It has been said that African nations are also instrumental to the realisation of the United States denuclearization policy towards the Democratic Republic of North Korea (DPRK), when governments support the implementation of United Nations (UN) sanctions imposed on the country.
Over the years, DPRK) has undertaken a broad range of activities which drew international condemnation in the form of sanctions, major ones among them being the development of nuclear weapons and ballistic missiles.
However, engaging some African journalists currently on tour of the United States and South Korea on the US foreign policy towards the North Korea, in a discussion in New York, on Friday, the US officials are of the view that it is of everyone’s interest to discourage the proliferation of nuclear weapons, which is the situation in DPRK, and African allies of DPRK can make this a reality by cutting economic ties with the country.
In the last couple of years, the World powers have pursued economic and financial sanctions on North Korea to pressure it to denuclearize, while these governments have also deployed sanctions to punish the regime for cyberattacks, money laundering, and human rights violations.
But it has been discovered, according to officials that DPRK has devised a means of evading sanctions by engaging in illicit transactions with some of its allies in Africa and other regions of the world, so it can raise funds to further boost its nuclear investment which threatens at the Korean Peninsular and the world at large.
It was said in the past, African nations are not so affected with the UN sanctions in terms of encouraging enforcements, but with the recent sanction which states that all DPRK nationals working in other countries earning money are to be sent back to their country before December 2019, is one of the areas where the cooperation of African nations and other affected nations is needed.
Information has it that there are countries who still have ties with DPRK and are still helping it evade sanctions in form of exchange of goods already sanctioned by the UN.
There are deals already going on, such as transborder oil trade, there are also oil vessels on the sea coming from different countries of the world that are exchanged for DPRK vessels in oil trade on shore, which is an illegal trade currently being transacted with the country, hence, encouraging it to evade UN sanctions.
Africa is not the problem, but there are certain governments and individuals who still engage in arms trade deals with DPRK, likewise other illicit releases which ultimately threaten the world peace with the nuclear faculty being built by a defiant DPRK authority.
North Korea’s leadership, under successive Kims, considers nuclear weapons the sole means to guarantee its survival, but this has since been condemned by the UN, the reason for the sanctions.
Why the acquisition of nuclear facilities become illegal for DPRK, is because, the country ratified the Nuclear Nonproliferation Treaty in 1985 but withdrew in 2003, consequent upon a reason he teemed “US aggression.”
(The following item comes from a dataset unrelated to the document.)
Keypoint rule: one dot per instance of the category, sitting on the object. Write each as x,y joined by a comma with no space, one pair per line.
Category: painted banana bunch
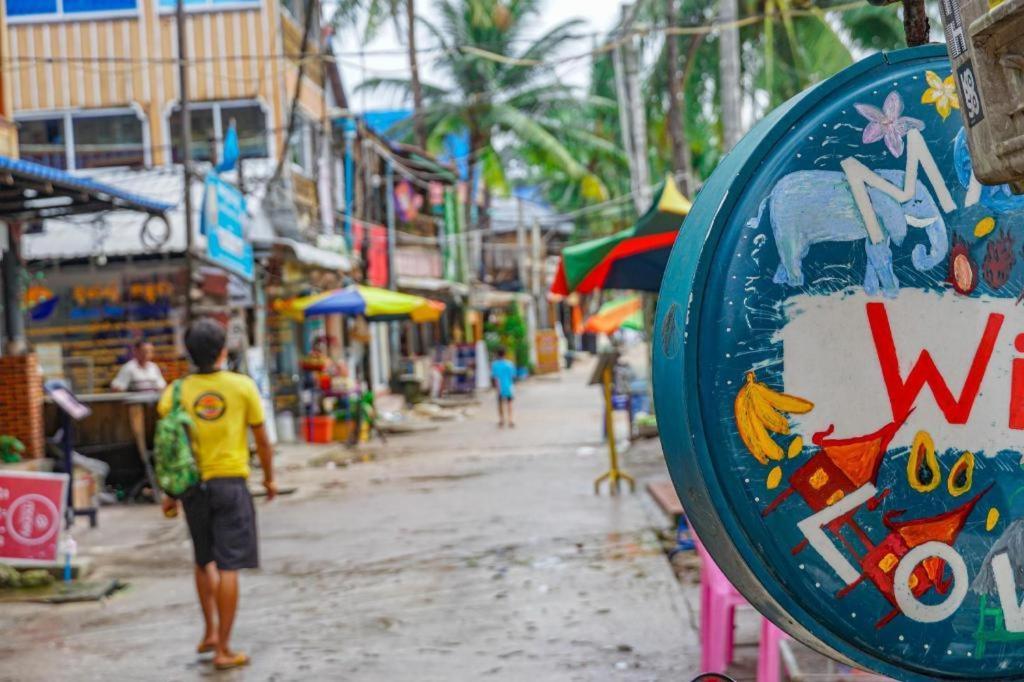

Subsequently, DPRK carried out its first nuclear test three years later. “For Kim Jong-un, nuclear weapons are a ‘treasured sword’ and a silver bullet capable of keeping domestic and international enemies at bay,” writes CFR’s Scott A. Snyder in Forbes.
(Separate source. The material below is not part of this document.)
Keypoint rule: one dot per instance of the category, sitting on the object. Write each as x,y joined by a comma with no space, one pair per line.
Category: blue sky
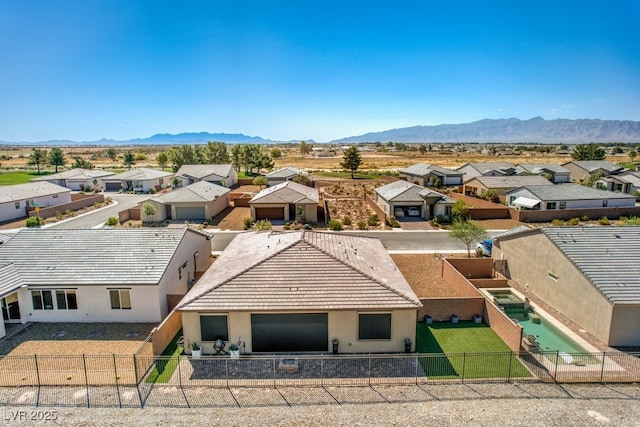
285,70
But experts have said that the effectiveness the sanctions has been undermined by the failure of some countries to enforce them, while it is also believed that these measures have exacted a heavy toll on the North Korean economy,
The reason for sanctions was given as that several rounds of bilateral and multilateral negotiations on denuclearization dating back to the 1990s have failed.
However, after the June 2018 meeting in Singapore between US President Donald Trump and North Korean leader Kim Jong-un, a historical first summit between sitting US president and North Korean leaders, the US suspended a series of high-profile military exercises with South Korea, but the declaration signed with North Korea has been seen as not producing tangible steps for denuclearization.